The case, Lawson v. Brian Homes Inc., begins with Theresa Lawson, whose Decatur business The Design Company installed carpet, tile and marble flooring during late 2003 in several homes built by Brian Homes--whose main stockholder was Lawson's brother, Mike Lawson. In January 2004, the construction loan was paid in full with the proceeds of loands made on behalf of the homes' buyers. When Theresa Lawson didn't get paid for her work out of the original construction loan, she filed liens.

When the case went to trial, the other side--mainly the homes' lenders and purchasers--asserted that their interests had priority over Theresa Lawson's lien under the principle of "equitable subrogation," in which the purchase and then mortgage loans in effect take the place of, and enjoy priority over, the original construction loan, ahead of any liens.

Both the Madison County Circuit Court in northeastern Alabama and the state's Court of Civil Appeals ruled against Lawson, but that side's attorneys--with support from interests including the Construction Suppliers Association (CSA), a regional LBM group for Georgia and Alabama--appealed to the Supreme Court. The writ of appeal was filed in November 2006.

"With this decision, the Court recognized suppliers' contribution to the building process," CSA president Jim Moody said Monday, July 21. "...If we had not won this case, then dishonest builders could have set up construction to permanent financing for all of their projects and simply ignored any liens from suppliers. We believe, and the court agreed, that banks should not be allowed to help builders steal from their suppliers.

"CSA was the only group standing up for the lien rights of suppliers," Moody added. "If we had not been there, this court challenge would have never taken place, and the lower court's ruling for the banks and title companies would have stood as the precedent. That would have effectively killed the lien law in Alabama."

In its July 18 ruling , associate supreme court justice Michael Bolin noted that Alabama has had a mechnic's lien statute since 1821. A 1933 amendment to that law did reverse the priorities between a lien and prior recorded mortgage, but the Legislature made clear that a lien had "priority over all other liens, mortgages or incumrances created subsequent to the commencement of work on the building or improvement." And while equitable subrogation is a recognized doctrine, the defendants failed to show that it applies in this case, Bolin wrote.

"The Court of Civil Appeals contends that Lawson would be receiving a 'windfall' if the lenders' purchase-money mortgages were not subrogated to the builder's construction loan," Bolin added. "If we held against Lawson, however, the builder would receive the windfall. The builder would have the value of Lawson's work witht having paid anything for it.

"The Legislature created a specific statutory scheme in which a materialman's lien is given priority over a subsequently created mortgage," Bolin's decision continued. "The lenders who loaned the money to the purchasers in the present case are sophisticated mortgage companies that could have easily protected their interests.
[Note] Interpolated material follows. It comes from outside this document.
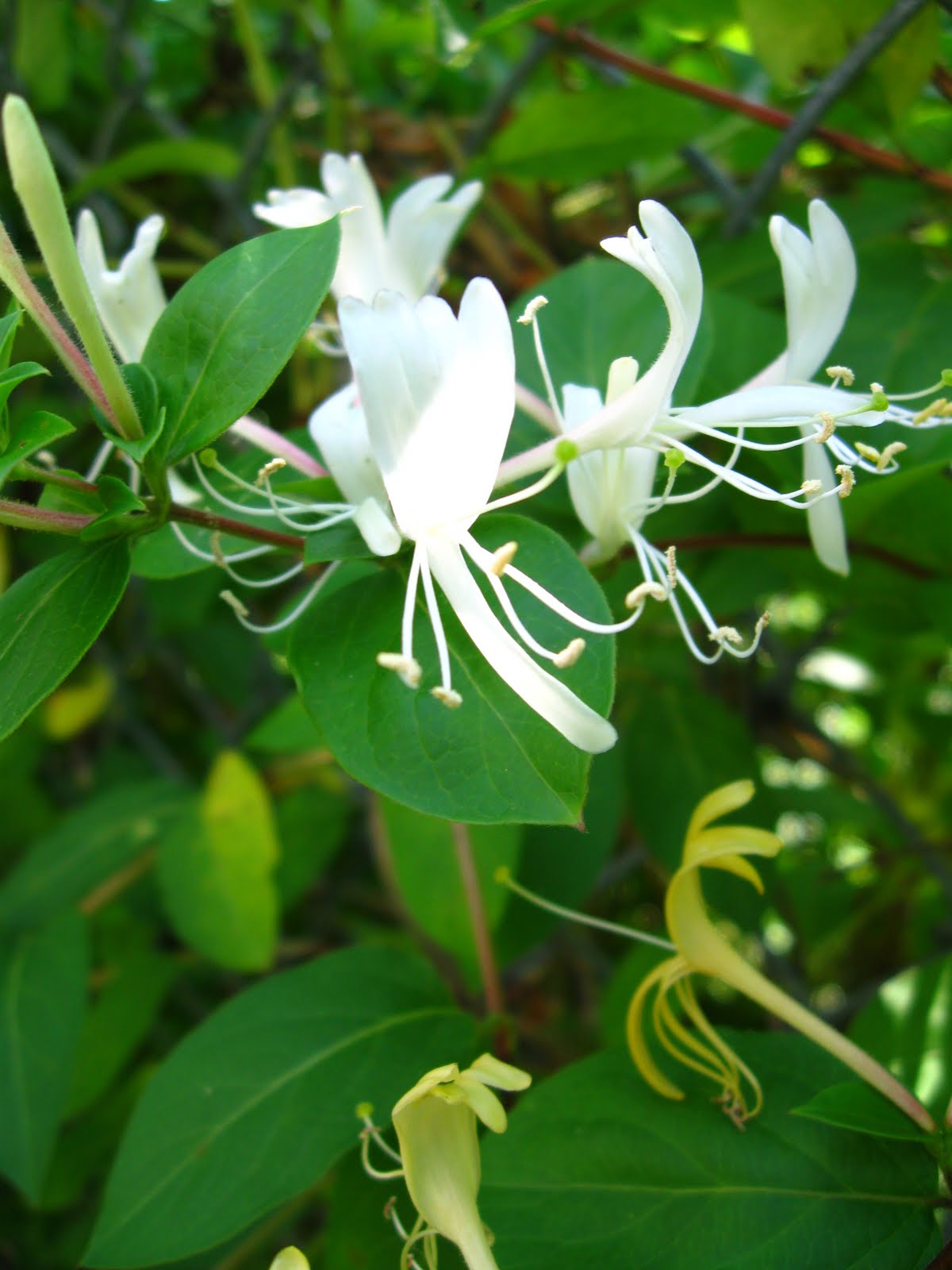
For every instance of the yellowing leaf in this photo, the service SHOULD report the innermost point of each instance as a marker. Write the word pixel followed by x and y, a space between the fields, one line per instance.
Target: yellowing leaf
pixel 71 709
pixel 216 869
Based on the statutory preference given to materialmen, it is the commercial lenders who bear the burden of protecting themselves."

Reeves--a third-generation builder as well as an attorney--said Theresa Lawson had installed materials in Brian Homes projects for several years. But this time, Mike Lawson was unable to pay what he owed his sister.

According to Decatur, Ala., attorney Robert Harris, who helped prepare the oral argument to the Supreme Court, "The heart of our problem is that permanent lenders and title insurers are attempting to get the Alabama Supreme Court to overrule the case of Collateral Investment Company v. Pilgrim." That's a case Harris argued. "This case, decided in 1982, holds that the doctrine of 'equitable subrogation' does not apply so as to allow a permanent lender to pay off the construction loan mortgage and thereby acquire the priority position of a construction loan mortgage. This priority position will effectively destroy and render valueless the materialmens' liens which would become subordinate to the permanent lender's mortgage. Without equitable subrogation the permanent lender's mortgage would be subordinate to mechanic's liens."

Several other states already apply a relatively principle of equitable subrogation, Harris said. At issue, he said, is whether Alabama will do the same.